28. In a computer program having a plurality of elements including a dynamic element and a static element, a method of establishing a set of transitive closure elements for said plurality of elements, said method comprising the steps of:
generating a graph representation containing nodes representing said plurality of elements;
identifying all targeted elements of said plurality of elements directly or indirectly affecting said dynamic element;
associating the nodes of said targeted elements to said node of the dynamic element by dynamic dependencies;
establishing signal propagation parameters for said plurality of elements;
transmitting signals through said plurality of elements; and determining said set of transitive closure elements from said transmitted signals.

29. The method of claim 28, wherein said set of transitive closure elements is a reduced subset of said plurality of elements.

30. The method of claim 28, wherein said set of transitive closure elements is an optimized subset of said plurality of elements.

31. The method of claim 28, wherein said set of closure elements is a portability set of said plurality of elements.

32 32. In a computer program language having a plurality of program method elements associated with each other by a plurality of static and dynamic dependencies invoked by one of a plurality of reference types using one of a plurality of dynamic invocations, a method for determining for a target program method element, a target set of static and dynamic dependencies, said method comprising the steps of:
generating a graph representation containing nodes representing said plurality of program method elements linked by said plurality of static dependencies;
creating a polymorphic node for said target program method element in said graph representation;
traversing said graph and identifying a signature node in said graph representation defining an interface of said target program method element; and associating said signature node to said polymorphic node with a signature association, whereby the resulting graph encompasses the static and dynamic dependencies existing amongst said program method elements and said target program method element.

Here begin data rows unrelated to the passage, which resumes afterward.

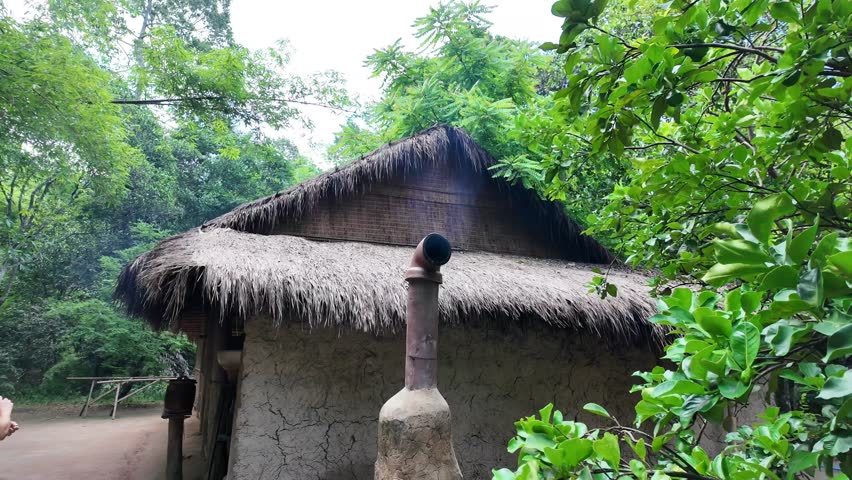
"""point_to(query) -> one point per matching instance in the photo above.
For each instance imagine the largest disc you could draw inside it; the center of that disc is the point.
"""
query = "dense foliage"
(735, 116)
(104, 150)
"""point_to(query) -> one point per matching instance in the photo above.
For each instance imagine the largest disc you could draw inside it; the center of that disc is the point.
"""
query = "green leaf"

33. The method of claim 32, further comprising the steps of:
traversing said graph and identifying an implemented node directly or indirectly implementing said target program method element; and associating said implemented node to said polymorphic node with an implementation association.

34. A computer system comprising an analyzing computer program operating on a data processing system, said analyzing computer program executing the method steps of any one of claims 1 to 33.

35. A program storage device readable by a data processing system, tangibly embodying a program of instructions, executable by said data processing system to perform the method steps of any one of claims 1 to 33.